When I am depressed I am emotionally needy. And physically exhausted. I sleep a lot. I don’t want to go out. I’m incredibly sensitive and prone to overreact. I make it very hard for people to be there for me, and yet I have (impossible) expectations that they will.
This is what I was like during my most formative friend-making years. Add drinking and drug-use to manage my depression and you’ve got a pretty horrible combination. I was not great friend material.

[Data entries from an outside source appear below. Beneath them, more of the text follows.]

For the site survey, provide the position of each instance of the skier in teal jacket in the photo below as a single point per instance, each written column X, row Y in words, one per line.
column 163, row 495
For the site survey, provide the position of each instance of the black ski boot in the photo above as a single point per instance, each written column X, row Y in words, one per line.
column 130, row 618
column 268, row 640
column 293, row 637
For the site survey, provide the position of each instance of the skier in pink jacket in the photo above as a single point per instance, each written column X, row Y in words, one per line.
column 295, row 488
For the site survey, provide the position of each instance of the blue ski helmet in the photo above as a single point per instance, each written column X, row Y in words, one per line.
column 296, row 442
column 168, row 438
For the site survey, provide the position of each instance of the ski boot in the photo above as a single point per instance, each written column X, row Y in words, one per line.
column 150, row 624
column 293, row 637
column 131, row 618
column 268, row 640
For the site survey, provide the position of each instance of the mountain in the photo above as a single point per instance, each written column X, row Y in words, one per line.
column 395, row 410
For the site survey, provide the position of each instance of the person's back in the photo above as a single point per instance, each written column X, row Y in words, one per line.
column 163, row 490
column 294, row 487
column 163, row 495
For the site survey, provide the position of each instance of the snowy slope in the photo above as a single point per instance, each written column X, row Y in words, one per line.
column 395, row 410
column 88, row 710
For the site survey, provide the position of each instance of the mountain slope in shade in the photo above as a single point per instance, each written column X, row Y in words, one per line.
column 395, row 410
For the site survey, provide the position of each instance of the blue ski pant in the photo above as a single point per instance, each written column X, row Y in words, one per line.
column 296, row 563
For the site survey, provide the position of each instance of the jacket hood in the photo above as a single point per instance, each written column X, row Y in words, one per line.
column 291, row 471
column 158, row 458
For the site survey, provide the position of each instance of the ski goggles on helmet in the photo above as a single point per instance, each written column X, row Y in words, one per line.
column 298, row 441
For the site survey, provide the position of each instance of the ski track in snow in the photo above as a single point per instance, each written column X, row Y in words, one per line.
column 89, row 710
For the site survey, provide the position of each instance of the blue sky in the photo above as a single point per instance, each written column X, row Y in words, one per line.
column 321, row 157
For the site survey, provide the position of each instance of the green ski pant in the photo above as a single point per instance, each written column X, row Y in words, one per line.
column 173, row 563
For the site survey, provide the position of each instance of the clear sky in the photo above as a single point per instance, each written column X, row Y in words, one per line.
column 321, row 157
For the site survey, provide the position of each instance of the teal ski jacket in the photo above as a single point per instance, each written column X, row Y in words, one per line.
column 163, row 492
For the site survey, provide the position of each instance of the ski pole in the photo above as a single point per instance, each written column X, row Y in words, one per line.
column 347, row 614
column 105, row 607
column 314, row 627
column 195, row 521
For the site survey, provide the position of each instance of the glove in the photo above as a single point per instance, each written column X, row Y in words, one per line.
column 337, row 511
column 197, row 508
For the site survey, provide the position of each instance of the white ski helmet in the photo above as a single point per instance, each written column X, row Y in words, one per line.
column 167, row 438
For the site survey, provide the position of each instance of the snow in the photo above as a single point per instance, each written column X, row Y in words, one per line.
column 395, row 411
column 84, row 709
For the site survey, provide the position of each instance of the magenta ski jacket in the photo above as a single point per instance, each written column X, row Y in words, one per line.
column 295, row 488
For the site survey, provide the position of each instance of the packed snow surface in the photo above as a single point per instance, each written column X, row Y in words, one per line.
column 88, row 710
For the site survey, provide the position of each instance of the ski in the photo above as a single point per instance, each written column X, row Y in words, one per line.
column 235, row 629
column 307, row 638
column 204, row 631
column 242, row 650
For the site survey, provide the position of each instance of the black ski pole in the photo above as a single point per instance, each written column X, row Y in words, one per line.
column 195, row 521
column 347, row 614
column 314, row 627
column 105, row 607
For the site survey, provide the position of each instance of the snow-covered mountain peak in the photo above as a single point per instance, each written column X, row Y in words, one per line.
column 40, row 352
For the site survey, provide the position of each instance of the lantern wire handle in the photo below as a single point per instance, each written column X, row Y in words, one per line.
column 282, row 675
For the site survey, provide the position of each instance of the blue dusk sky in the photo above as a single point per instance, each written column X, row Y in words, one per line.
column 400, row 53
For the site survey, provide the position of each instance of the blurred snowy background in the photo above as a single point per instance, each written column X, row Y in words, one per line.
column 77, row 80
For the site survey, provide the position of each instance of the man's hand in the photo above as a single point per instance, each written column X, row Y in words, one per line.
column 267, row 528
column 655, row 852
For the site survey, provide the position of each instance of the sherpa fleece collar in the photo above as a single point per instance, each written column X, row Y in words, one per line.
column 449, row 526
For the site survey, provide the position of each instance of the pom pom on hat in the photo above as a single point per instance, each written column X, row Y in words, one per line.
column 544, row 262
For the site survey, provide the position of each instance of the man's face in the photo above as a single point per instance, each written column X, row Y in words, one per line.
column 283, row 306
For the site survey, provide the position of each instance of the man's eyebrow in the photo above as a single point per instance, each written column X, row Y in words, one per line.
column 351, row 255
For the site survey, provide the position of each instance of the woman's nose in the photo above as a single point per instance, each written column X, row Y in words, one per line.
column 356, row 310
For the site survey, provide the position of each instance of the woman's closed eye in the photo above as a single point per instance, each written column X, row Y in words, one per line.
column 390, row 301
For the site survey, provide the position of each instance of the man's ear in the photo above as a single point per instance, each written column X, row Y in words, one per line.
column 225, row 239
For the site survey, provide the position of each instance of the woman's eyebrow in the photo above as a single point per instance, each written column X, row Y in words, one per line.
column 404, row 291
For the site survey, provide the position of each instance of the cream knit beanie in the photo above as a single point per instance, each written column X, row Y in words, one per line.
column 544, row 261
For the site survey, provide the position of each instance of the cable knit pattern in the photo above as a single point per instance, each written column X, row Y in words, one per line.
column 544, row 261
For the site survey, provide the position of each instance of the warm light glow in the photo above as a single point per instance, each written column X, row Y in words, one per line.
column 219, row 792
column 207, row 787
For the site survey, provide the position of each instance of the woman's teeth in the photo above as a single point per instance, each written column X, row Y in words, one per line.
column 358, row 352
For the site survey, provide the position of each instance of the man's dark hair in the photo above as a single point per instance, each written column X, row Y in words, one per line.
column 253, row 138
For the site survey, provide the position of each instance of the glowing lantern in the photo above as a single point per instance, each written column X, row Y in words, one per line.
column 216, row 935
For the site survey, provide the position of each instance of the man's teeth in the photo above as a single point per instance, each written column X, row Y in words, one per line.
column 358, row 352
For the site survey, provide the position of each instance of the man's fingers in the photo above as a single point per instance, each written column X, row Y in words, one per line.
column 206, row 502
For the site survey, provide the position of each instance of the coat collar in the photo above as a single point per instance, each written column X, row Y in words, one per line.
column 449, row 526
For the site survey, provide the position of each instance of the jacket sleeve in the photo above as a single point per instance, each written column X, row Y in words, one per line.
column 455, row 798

Looking back I’m not quite sure how I made, or kept, any friends at all.
I wasn’t involved romantically during this time either. Not once. I never even went out on a date. Not until I was 25 and I met my now husband.
For what I consider to be the most formative years of my social life I was severely handicapped by depression. I don’t think I ever learned how to be in a healthy, productive relationship. Obviously I learned enough to get by, but I don’t think I ever understood what was required to be one half of a meaningful friendship. Every interaction, every expectation, every gain and every loss was experienced through the warped lens of depression.
I believe this has been incredibly detrimental to my ability to make and manage friendships. I think this has crippled my trust in myself as a reliable gauge of what is acceptable and what is not. I have very little context with which to make reasonable determinations. There are no “healthy” friendships or relationships with which I can compare because I was never (emotionally and psychologically) healthy in any of my friendships (and I never even had a romantic relationship).
Without these parameters I feel lost. I am mired in self-doubt. I feel like I’m learning now, in my mid-30’s, what everyone else learned in their teens and twenties. I feel like I’m stunted, like I’ll never catch up. I feel like I’ll never have trust in my own abilities to understand other people and the ties that bond us. I’ll never recognize what is a feasible expectation, which slights should be forgiven, what friendships are worth saving, and which should be allowed to drift away.
It feels like something inside, something fundamentally, is broken. That it can never be repaired.
I worry I will never have the kinds of friendships I imagine for myself. I fear my marriage will never satisfy me. I worry I will stumble through life making mistake after mistake and never learning anything.
I’ve worked on this in therapy. I’ve read books. I’ve talked with trusted confidants. But it’s hard to learn something this intricate and complex this late in life. It’s like Spanish; I may approach fluency but I’ll never speak with the ease of a native. I’ll never be able to express myself in the ways that feel most natural. I will never feel as seen or heard in Spanish as I do in my native language.
That is exactly how it feels, like it will always take just enough effort to remind me that I’m different, that friendship is not my native tongue. I’ll always be second guessing myself, lingering over grammatical exceptions, grasping for the perfect word, ignorant of the expected turn of phrase.
I have spent the last 20 years of my life learning Spanish. I teach it now, but I’m still not as fluent as I’d like to be. I am constantly improving my skills, reading in Spanish, watching telenovelas, arranging intercambios, speaking to my kids. It requires a huge amount of effort and sometimes it feels like I’ll never arrive at the level of fluency I want. But I keep at it because I love it. I love the language, I love being able to think and speak in a completely different way. I love how it stretches and flexes my mind.
And I suppose that is how it will be with friendship. I’ll work at it for the rest of my life because it feels worthy of the effort. I just hope I’m not perpetually disappointed in where I end up. And I hope I don’t hurt people along the way.